If you are using py.test you can see a number of statistics about the executed tests by passing the command line argument --hypothesis-show-statistics. This will include some general statistics about the test:

For example if you ran the following with --hypothesis-show-statistics:

from hypothesis import given, strategies as st

def test_integers(i):

You would see:


  - 100 passing examples, 0 failing examples, 0 invalid examples
  - Typical runtimes: ~ 1ms
  - Fraction of time spent in data generation: ~ 12%
  - Stopped because settings.max_examples=100

The final “Stopped because” line is particularly important to note: It tells you the setting value that determined when the test should stop trying new examples. This can be useful for understanding the behaviour of your tests.

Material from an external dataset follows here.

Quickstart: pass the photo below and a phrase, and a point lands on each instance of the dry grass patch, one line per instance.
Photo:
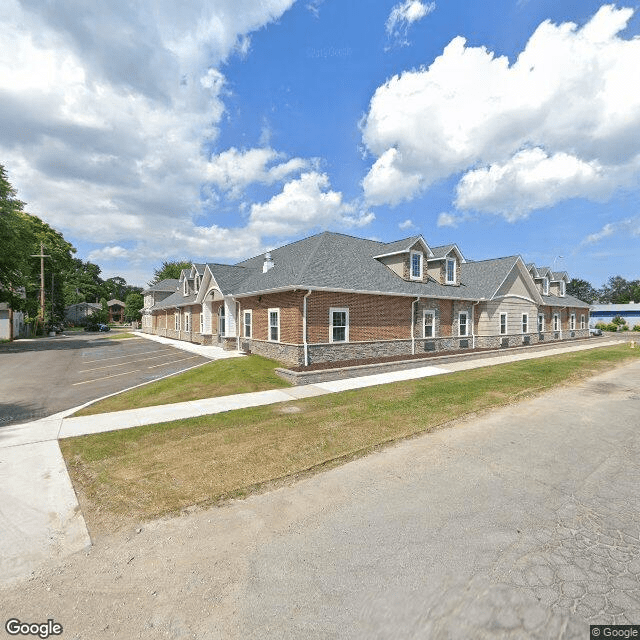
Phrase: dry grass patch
(126, 476)
(211, 380)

Ideally you’d always want this to be max_examples.

In some cases (such as filtered and recursive strategies) you will see events mentioned which describe some aspect of the data generation:

from hypothesis import given, strategies as st

@given(st.integers().filter(lambda x: x % 2 == 0))
def test_even_integers(i):

You would see something like:


    - 100 passing examples, 0 failing examples, 36 invalid examples
    - Typical runtimes: 0-1 ms
    - Fraction of time spent in data generation: ~ 16%
    - Stopped because settings.max_examples=100
    - Events:
      * 80.88%, Retried draw from integers().filter(lambda x: <unknown>) to satisfy filter
      * 26.47%, Aborted test because unable to satisfy integers().filter(lambda x: <unknown>)

You can also mark custom events in a test using the event function:


Record an event that occurred this test. Statistics on number of test runs with each event will be reported at the end if you run Hypothesis in statistics reporting mode.

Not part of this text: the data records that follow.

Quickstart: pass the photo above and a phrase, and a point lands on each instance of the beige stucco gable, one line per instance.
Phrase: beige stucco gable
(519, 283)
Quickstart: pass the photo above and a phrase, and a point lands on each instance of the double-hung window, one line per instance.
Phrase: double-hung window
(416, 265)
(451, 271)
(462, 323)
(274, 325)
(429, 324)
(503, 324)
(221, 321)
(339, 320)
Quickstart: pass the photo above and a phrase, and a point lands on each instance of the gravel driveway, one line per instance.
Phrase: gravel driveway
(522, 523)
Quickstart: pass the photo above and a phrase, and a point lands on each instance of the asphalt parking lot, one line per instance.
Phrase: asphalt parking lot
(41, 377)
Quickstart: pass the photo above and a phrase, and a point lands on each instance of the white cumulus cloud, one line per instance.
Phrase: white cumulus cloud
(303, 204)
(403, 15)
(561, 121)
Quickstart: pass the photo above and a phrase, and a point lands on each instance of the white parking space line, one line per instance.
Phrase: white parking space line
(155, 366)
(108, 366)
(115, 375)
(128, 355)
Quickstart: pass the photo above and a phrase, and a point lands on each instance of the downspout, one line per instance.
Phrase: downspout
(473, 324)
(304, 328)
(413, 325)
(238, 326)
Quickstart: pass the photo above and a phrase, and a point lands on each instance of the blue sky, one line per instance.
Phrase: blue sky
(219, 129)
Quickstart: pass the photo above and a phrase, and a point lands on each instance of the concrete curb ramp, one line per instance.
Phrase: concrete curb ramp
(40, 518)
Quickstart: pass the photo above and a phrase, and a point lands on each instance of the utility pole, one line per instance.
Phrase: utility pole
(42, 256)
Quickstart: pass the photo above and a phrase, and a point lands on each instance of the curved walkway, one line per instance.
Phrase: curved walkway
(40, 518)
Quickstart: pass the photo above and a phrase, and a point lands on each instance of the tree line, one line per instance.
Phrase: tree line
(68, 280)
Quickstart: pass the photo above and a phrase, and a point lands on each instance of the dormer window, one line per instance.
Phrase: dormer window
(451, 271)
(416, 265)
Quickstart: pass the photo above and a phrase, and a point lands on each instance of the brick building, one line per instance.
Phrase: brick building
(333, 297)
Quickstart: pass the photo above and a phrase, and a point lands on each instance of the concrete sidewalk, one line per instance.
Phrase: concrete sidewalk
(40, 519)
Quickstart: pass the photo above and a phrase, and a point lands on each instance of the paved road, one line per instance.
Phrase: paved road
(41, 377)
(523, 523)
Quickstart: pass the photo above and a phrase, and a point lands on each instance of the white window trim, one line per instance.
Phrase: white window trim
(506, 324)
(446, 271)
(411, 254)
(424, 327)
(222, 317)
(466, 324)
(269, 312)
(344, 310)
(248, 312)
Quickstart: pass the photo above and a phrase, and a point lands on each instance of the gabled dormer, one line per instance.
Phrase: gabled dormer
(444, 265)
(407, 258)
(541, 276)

Events should be strings or convertible to them.

from hypothesis import given, event, strategies as st

@given(st.integers().filter(lambda x: x % 2 == 0))
def test_even_integers(i):
    event("i mod 3 = %d" % (i % 3,))

You will then see output like:


  - 100 passing examples, 0 failing examples, 38 invalid examples
  - Typical runtimes: 0-1 ms
  - Fraction of time spent in data generation: ~ 16%
  - Stopped because settings.max_examples=100
  - Events:
    * 80.43%, Retried draw from integers().filter(lambda x: <unknown>) to satisfy filter
    * 31.88%, i mod 3 = 0
    * 27.54%, Aborted test because unable to satisfy integers().filter(lambda x: <unknown>)
    * 21.74%, i mod 3 = 1
    * 18.84%, i mod 3 = 2

Arguments to event can be any hashable type, but two events will be considered the same if they are the same when converted to a string with str.

Making assumptions

Sometimes Hypothesis doesn’t give you exactly the right sort of data you want - it’s mostly of the right shape, but some examples won’t work and you don’t want to care about them. You can just ignore these by aborting the test early, but this runs the risk of accidentally testing a lot less than you think you are. Also it would be nice to spend less time on bad examples - if you’re running 200 examples per test (the default) and it turns out 150 of those examples don’t match your needs, that’s a lot of wasted time.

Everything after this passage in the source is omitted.